Dynamic stretching is using motion such as swinging your arms or legs, working within the full range of motion of a joint, but not exceeding it. An example would be to swing your arms back and forth across your chest, like you are hugging yourself. When performed correctly, dynamic stretching warms up the joints, maintains your current level of flexibility, and reduces muscle tension. With each motion, start slowly, and gradually increase speed and intensity. Unlike static stretching, it is recommended to perform dynamic stretching before exercise or activity that is movement based. Dynamic stretching is very beneficial for people involved in sport like activities that require a wide range of motion, and speed. Combining static and dynamic stretching can prepare the joints for explosive movements more than either one alone.
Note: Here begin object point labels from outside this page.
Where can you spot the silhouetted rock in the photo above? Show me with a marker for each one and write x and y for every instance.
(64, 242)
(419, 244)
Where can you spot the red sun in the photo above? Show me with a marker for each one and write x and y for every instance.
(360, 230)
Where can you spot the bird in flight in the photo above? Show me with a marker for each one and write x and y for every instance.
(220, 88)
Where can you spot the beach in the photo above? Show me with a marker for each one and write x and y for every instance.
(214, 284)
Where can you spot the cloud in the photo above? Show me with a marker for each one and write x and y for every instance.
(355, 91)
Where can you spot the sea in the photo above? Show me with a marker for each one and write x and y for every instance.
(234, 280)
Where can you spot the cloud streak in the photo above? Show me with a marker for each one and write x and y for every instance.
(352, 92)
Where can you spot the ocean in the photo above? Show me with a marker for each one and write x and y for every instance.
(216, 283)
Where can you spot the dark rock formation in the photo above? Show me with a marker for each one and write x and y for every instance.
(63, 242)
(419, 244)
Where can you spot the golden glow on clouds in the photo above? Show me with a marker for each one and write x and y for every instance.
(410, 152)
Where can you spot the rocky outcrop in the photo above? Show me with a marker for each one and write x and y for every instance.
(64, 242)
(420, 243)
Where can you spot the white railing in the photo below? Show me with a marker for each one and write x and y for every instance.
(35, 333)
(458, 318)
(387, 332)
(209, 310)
When dynamic stretching, it is very important that you understand the movement that you are doing. Have a personal trainer work with you on dynamic stretching. You may experience small trauma over time in the joints or connective tissue (tendons, ligaments) if you go through a range of motion that is too extreme, or executing movements that are too fast. Train smart!
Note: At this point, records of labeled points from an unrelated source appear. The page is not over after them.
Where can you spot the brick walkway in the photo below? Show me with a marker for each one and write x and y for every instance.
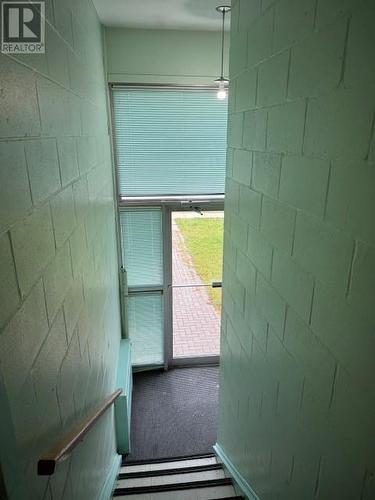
(196, 323)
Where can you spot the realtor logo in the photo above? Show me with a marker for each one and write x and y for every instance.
(22, 27)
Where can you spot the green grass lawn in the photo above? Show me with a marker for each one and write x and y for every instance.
(204, 241)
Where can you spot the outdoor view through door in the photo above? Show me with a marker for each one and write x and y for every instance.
(170, 148)
(197, 240)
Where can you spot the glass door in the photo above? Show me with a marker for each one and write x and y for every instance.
(197, 254)
(143, 290)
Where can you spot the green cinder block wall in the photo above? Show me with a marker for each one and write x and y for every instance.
(59, 314)
(297, 402)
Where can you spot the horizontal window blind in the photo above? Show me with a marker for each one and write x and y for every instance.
(146, 328)
(169, 142)
(142, 247)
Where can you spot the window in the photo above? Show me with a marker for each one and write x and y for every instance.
(169, 142)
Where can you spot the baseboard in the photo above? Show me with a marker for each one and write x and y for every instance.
(237, 477)
(110, 481)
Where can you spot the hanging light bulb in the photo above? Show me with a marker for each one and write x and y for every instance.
(223, 82)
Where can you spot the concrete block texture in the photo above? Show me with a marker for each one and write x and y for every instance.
(297, 356)
(59, 314)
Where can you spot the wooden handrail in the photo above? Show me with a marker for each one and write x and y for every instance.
(47, 464)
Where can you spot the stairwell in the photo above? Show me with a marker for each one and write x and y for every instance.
(199, 477)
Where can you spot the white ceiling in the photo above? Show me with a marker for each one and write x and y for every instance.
(162, 14)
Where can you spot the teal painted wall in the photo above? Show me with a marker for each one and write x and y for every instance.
(163, 56)
(297, 402)
(59, 316)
• Work within your limits. Just like my previous article that talks about not getting caught up in numbers, you are your competition, not the person next to you.
• Breathe comfortably. Exhale as the muscle lengthens
• Ease into the stretch. Don’t compromise your posture. Let the muscle gently stretch.
• Don’t bounce
• Work with warm muscles as they lengthen easier, and are less prone to injury. A good time is right after your cardio training
• Listen to and know your body. Abandon a stretch if you can’t execute it properly due to limitation such as hips, back, etc. Look for another stretch that will focus on that muscle group.
• Be relaxed and calm when stretching. If you can, do your stretching in an area that is conducive to relaxation, not right next to the studio that is running the spin class, cranked up 160 beats per minute music playing.
• Stretch each muscle group for complete body improvement
• Unlike resistance training, where the muscles need time to repair, stretching can be done 7 days a week.
When I was working out today, I was working through my mind, trying to get a better understanding of why we don’t take the time to stretch. Is it because we don’t get that feeling that we are doing something that benefits our fitness and health? Maybe it’s because it can be a passive process, unlike resistance training, or cardio training. I think sometimes when holding a stretch, we get anxious, ready to move to the next part of our day. After all, stretching is the last part of our workout, the part before we head out of the gym, back to the rest of our day. Maybe if stretching was at the beginning of our workout, more people would do it. I once heard of an idea for a gym that you only pay when you don’t go, an interesting idea on how to incentivize people into working out.
Maybe that’s it! Every time you leave your workout without stretching, you pay a somewhat substantial penalty, $20 – $30. You know, not that it’s like we end up paying the penalty anyway, what was one of those benefits to stretching again? Oh yeah, reduce risk of injury. Either way you’re going to pay. It’s just a matter of what currency you end up using.